The court disagreed and decided that already in April 2010 it was obvious there would be trouble in the country and the defendants knew this when they signed the contract.
The court said “frustration” only applies if (a) performance under the contract becomes impossible or becomes “radically different" from what was reasonably contemplated at the outset (b) it occurs after the contract was signed and (c) it was not caused by the fault of either party.
Applying this to Brexit
In order to escape from a contract you will have to show it has become impossible to carry it out or that it has become radically different. This could be for financial reasons, regulatory reasons, commercial reasons or staff reasons.
If this is only because tariffs start to apply it may be difficult to convince a court. It will depend on the level of tariffs which now apply. The court may say that small increases in tariffs are not enough to make a significant difference. It is however likely to take the view that VAT becoming payable when previously the supply was zero rated is enough.
It may apply if the company’s market has completely changed say through new competitors from outside the EU entering the market.
If you were conducting business in Europe relying on being regulated in the UK and having “passporting” rights then frustration is more likely to apply. For instance a UK insurance company providing cover to a business in the EU may no longer have the right to provide this service after Brexit. If the EU business has to pay more to get local cover then the UK insurance company can probably say the contract was frustrated provided the contract was entered into before the Brexit referendum announcement.
There will be a host of reasons here. One example is a UK business involved in the distribution of Irish agricultural produce through the UK into the EU. If border controls with Ireland and customs delays mean this ends and all products are instead moved by sea from Ireland to Belgian ports bypassing the UK, then any contracts the UK Company has are likely to be frustrated.
This has already started. A UK farm business which is unable to recruit EU migrant workers to harvest produce will not be able to perform a contract to supply a supermarket and could not be held liable to the supermarket for increased costs in sourcing elsewhere.
This could be tricky. If you entered into the contract after the referendum result was announced then you will be in a very weak position. From this date you will be viewed as being aware that there will be business consequences from Brexit even though there was no detail. This may also apply from the date David Cameron announced the referendum though this is less likely as the general view was that a “Leave” win was very unlikely.

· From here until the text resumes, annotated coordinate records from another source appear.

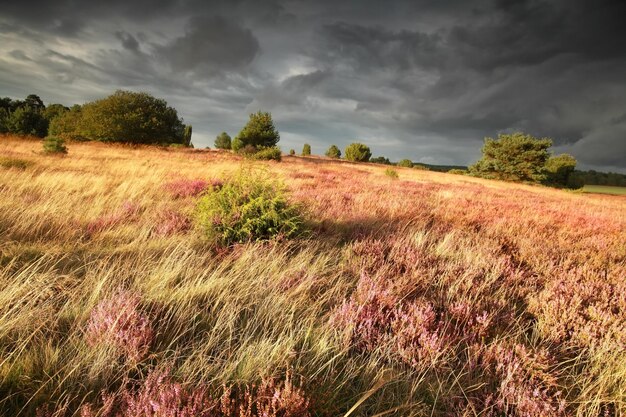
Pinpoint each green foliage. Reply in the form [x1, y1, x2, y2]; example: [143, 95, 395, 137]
[469, 133, 552, 182]
[345, 142, 372, 162]
[370, 156, 391, 165]
[448, 168, 467, 175]
[183, 125, 193, 148]
[233, 111, 280, 149]
[252, 146, 282, 161]
[48, 105, 86, 140]
[326, 145, 341, 159]
[5, 106, 48, 138]
[43, 136, 67, 154]
[385, 168, 398, 180]
[231, 137, 245, 152]
[73, 91, 185, 144]
[568, 169, 626, 188]
[43, 103, 70, 122]
[194, 172, 303, 245]
[544, 153, 582, 188]
[215, 132, 237, 150]
[0, 156, 33, 170]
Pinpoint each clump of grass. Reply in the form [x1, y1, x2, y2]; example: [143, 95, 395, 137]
[385, 168, 398, 180]
[0, 156, 34, 170]
[195, 171, 303, 245]
[43, 136, 67, 154]
[86, 290, 154, 361]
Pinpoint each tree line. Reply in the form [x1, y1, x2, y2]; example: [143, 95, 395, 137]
[0, 90, 192, 146]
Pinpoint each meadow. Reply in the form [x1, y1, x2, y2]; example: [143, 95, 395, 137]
[583, 185, 626, 195]
[0, 137, 626, 417]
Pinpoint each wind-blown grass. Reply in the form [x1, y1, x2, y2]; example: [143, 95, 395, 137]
[0, 138, 626, 417]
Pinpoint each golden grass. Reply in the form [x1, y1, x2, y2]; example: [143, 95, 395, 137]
[0, 137, 626, 416]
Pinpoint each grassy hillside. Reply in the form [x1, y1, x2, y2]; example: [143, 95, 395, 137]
[0, 138, 626, 417]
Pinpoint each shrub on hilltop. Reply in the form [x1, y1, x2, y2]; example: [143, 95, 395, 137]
[195, 172, 303, 245]
[326, 145, 341, 159]
[345, 142, 372, 162]
[233, 111, 280, 149]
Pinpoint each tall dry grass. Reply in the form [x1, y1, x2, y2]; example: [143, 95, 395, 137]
[0, 137, 626, 417]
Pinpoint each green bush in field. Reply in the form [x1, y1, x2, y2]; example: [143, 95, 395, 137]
[194, 172, 303, 245]
[345, 142, 372, 162]
[251, 146, 282, 161]
[385, 168, 398, 180]
[43, 136, 67, 154]
[326, 145, 341, 159]
[215, 132, 232, 149]
[0, 157, 33, 170]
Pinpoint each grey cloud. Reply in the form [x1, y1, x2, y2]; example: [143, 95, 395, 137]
[158, 16, 259, 77]
[0, 0, 626, 172]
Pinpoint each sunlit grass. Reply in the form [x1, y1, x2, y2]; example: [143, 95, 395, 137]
[0, 138, 626, 416]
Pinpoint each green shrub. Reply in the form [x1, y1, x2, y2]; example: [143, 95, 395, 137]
[215, 132, 232, 149]
[0, 156, 33, 169]
[448, 168, 467, 175]
[345, 142, 372, 162]
[252, 146, 282, 161]
[194, 172, 303, 245]
[326, 145, 341, 159]
[385, 168, 398, 180]
[43, 136, 67, 154]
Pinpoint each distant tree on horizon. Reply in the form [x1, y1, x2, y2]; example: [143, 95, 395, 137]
[233, 111, 280, 148]
[469, 132, 552, 182]
[345, 142, 372, 162]
[326, 145, 341, 159]
[215, 132, 232, 149]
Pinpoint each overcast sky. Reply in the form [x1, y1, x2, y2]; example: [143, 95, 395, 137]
[0, 0, 626, 173]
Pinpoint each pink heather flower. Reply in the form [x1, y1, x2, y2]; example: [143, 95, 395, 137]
[86, 290, 154, 361]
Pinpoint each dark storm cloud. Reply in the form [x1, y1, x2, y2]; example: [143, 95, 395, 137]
[0, 0, 626, 172]
[158, 16, 259, 76]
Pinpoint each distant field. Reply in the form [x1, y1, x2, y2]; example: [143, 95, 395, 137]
[583, 185, 626, 195]
[0, 138, 626, 417]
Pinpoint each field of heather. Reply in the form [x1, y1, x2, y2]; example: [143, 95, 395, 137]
[0, 137, 626, 417]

The key point is that if you have a contract going back some time, do not renew it or enter into any amendment of it. For instance if you have a lease of business premises going back a few years now is not the time to assign it to another company within your group or sign any deed of variation.
It is likely individuals will seek to get out of assured shorthold tenancies on grounds of Brexit. This may be because their jobs have ceased to exist. It is hard to predict what will happen here.